Over My Dead Body: Unearthing the Hidden History of America’s Cemeteries,” by Greg Melville (Abrams Press)

It turns out that America’s graveyards are much more than keepers of our bodily remains until the organisms within the soil reclaim everything. Cemeteries tell us about our beliefs, principles, economics and cultural values, says Greg Melville in this fascinating examination of how we treat, and mistreat, our dead.

Given the topic, Melville moves briskly and with a keen eye for connections, trends and the absurd.

He notes, for example that post World War II layouts of suburbs were inspired by the simplicity of design that began decades earlier in cemeteries.

Cemeteries can be much more than collections of burial plots. Green-Wood cemetery in Brooklyn, New York, is famed for its sculptures and the art, artifacts and books also housed at the site, which also hosts exhibits and concerts.

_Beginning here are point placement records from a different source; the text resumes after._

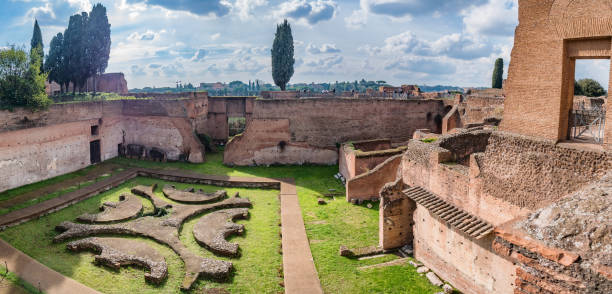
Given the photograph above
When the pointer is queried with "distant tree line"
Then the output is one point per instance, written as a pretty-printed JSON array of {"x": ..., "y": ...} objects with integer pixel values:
[
  {"x": 81, "y": 52},
  {"x": 589, "y": 88},
  {"x": 22, "y": 81}
]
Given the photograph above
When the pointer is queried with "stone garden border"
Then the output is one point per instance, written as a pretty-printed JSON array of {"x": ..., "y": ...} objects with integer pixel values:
[{"x": 300, "y": 274}]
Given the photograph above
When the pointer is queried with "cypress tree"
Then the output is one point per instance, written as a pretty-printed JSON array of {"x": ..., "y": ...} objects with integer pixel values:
[
  {"x": 36, "y": 42},
  {"x": 75, "y": 47},
  {"x": 98, "y": 43},
  {"x": 498, "y": 73},
  {"x": 282, "y": 55},
  {"x": 53, "y": 60}
]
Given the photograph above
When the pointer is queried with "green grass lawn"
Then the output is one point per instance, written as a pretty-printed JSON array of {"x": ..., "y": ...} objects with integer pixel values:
[
  {"x": 256, "y": 271},
  {"x": 9, "y": 194},
  {"x": 327, "y": 226},
  {"x": 11, "y": 278}
]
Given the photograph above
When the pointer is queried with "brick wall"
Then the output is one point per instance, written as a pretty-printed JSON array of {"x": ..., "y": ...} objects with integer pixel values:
[{"x": 39, "y": 145}]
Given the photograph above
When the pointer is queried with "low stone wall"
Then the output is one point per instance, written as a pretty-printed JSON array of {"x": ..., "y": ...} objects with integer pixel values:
[
  {"x": 35, "y": 146},
  {"x": 366, "y": 186},
  {"x": 531, "y": 173},
  {"x": 468, "y": 264},
  {"x": 312, "y": 127}
]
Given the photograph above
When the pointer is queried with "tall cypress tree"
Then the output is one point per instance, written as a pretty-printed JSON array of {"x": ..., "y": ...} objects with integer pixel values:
[
  {"x": 75, "y": 47},
  {"x": 498, "y": 73},
  {"x": 282, "y": 55},
  {"x": 36, "y": 42},
  {"x": 98, "y": 43}
]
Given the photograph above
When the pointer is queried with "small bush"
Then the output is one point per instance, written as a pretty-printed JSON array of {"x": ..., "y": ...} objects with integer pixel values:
[{"x": 429, "y": 140}]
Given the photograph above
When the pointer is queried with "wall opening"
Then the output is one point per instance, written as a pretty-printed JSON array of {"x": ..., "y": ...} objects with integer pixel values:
[
  {"x": 95, "y": 130},
  {"x": 587, "y": 116},
  {"x": 94, "y": 152},
  {"x": 236, "y": 125}
]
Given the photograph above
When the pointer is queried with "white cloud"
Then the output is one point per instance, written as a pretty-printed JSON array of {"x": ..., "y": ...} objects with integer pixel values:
[
  {"x": 149, "y": 35},
  {"x": 357, "y": 19},
  {"x": 454, "y": 45},
  {"x": 307, "y": 12},
  {"x": 325, "y": 48},
  {"x": 495, "y": 18},
  {"x": 244, "y": 8}
]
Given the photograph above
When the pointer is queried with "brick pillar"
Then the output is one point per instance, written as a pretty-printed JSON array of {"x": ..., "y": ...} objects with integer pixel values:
[
  {"x": 395, "y": 216},
  {"x": 608, "y": 127}
]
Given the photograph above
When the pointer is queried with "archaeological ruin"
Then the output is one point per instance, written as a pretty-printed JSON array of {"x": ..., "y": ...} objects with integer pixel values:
[{"x": 489, "y": 191}]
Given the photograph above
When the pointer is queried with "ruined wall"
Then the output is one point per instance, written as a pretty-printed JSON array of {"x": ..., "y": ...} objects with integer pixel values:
[
  {"x": 468, "y": 264},
  {"x": 550, "y": 35},
  {"x": 38, "y": 145},
  {"x": 346, "y": 161},
  {"x": 476, "y": 109},
  {"x": 366, "y": 186},
  {"x": 267, "y": 141},
  {"x": 530, "y": 172},
  {"x": 315, "y": 124},
  {"x": 440, "y": 171}
]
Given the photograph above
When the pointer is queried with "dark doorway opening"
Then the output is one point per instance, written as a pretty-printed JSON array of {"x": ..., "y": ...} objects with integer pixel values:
[
  {"x": 94, "y": 151},
  {"x": 236, "y": 125}
]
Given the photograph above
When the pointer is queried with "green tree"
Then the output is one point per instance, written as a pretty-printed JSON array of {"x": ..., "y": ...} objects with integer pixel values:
[
  {"x": 22, "y": 84},
  {"x": 498, "y": 73},
  {"x": 53, "y": 62},
  {"x": 591, "y": 88},
  {"x": 98, "y": 42},
  {"x": 282, "y": 55},
  {"x": 36, "y": 42},
  {"x": 75, "y": 47},
  {"x": 577, "y": 89}
]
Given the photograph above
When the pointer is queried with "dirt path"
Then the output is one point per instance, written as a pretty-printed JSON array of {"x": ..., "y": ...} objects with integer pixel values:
[
  {"x": 101, "y": 169},
  {"x": 38, "y": 275},
  {"x": 298, "y": 265}
]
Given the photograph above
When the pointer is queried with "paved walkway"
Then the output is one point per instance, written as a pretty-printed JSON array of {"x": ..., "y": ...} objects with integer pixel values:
[
  {"x": 298, "y": 266},
  {"x": 38, "y": 275},
  {"x": 300, "y": 274}
]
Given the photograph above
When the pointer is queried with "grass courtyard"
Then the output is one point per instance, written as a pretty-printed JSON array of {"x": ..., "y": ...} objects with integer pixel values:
[{"x": 257, "y": 270}]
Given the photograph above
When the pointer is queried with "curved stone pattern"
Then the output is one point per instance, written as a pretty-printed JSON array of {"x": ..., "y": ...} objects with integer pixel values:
[
  {"x": 164, "y": 230},
  {"x": 192, "y": 197},
  {"x": 147, "y": 192},
  {"x": 128, "y": 207},
  {"x": 212, "y": 229},
  {"x": 117, "y": 252}
]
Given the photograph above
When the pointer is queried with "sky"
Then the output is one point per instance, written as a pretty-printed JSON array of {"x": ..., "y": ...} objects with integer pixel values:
[{"x": 159, "y": 42}]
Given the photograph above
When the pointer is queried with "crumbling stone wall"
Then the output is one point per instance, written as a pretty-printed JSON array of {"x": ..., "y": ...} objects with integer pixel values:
[
  {"x": 548, "y": 39},
  {"x": 564, "y": 247},
  {"x": 469, "y": 265},
  {"x": 531, "y": 173},
  {"x": 38, "y": 145},
  {"x": 321, "y": 124}
]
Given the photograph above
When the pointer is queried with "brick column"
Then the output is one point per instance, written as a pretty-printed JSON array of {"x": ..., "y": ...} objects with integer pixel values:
[{"x": 395, "y": 216}]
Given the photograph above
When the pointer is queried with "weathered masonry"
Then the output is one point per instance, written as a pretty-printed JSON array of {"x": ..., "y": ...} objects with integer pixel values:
[
  {"x": 550, "y": 37},
  {"x": 516, "y": 211},
  {"x": 38, "y": 145}
]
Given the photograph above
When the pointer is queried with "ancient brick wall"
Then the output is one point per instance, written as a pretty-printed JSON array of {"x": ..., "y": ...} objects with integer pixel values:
[
  {"x": 325, "y": 122},
  {"x": 367, "y": 185},
  {"x": 550, "y": 35},
  {"x": 346, "y": 161},
  {"x": 38, "y": 145},
  {"x": 530, "y": 172},
  {"x": 469, "y": 265},
  {"x": 268, "y": 141},
  {"x": 320, "y": 124},
  {"x": 440, "y": 171}
]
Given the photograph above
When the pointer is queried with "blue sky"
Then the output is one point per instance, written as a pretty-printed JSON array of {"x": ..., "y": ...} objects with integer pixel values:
[{"x": 157, "y": 42}]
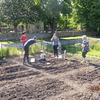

America’s favorite place to scatter cremains? It may be Central Park in New York although the high concentration of calcium in cremains makes it advisable to spread them out widely.

Descendants of the Seneca Indians who lived in the area where Central Park was built had no chance to scatter their relatives’ cremains — the park was built over the village’s graveyards.

Dying is big business in America; Melville writes that the “death industrial complex” generates $20 billion in annual sales.

The book peeks over the horizon at what’s ahead in the dying business, given how many urban cemeteries are full or nearly so, and having trouble maintaining themselves because they lack new income.

The book says the 144,000 cemeteries in the United States collectively take up more room than the entire state of Delaware.

New burial grounds in Philadelphia and Marin County, California, wrap bodies in cloth and bury them without preserving chemicals, metal caskets or concrete burial vaults.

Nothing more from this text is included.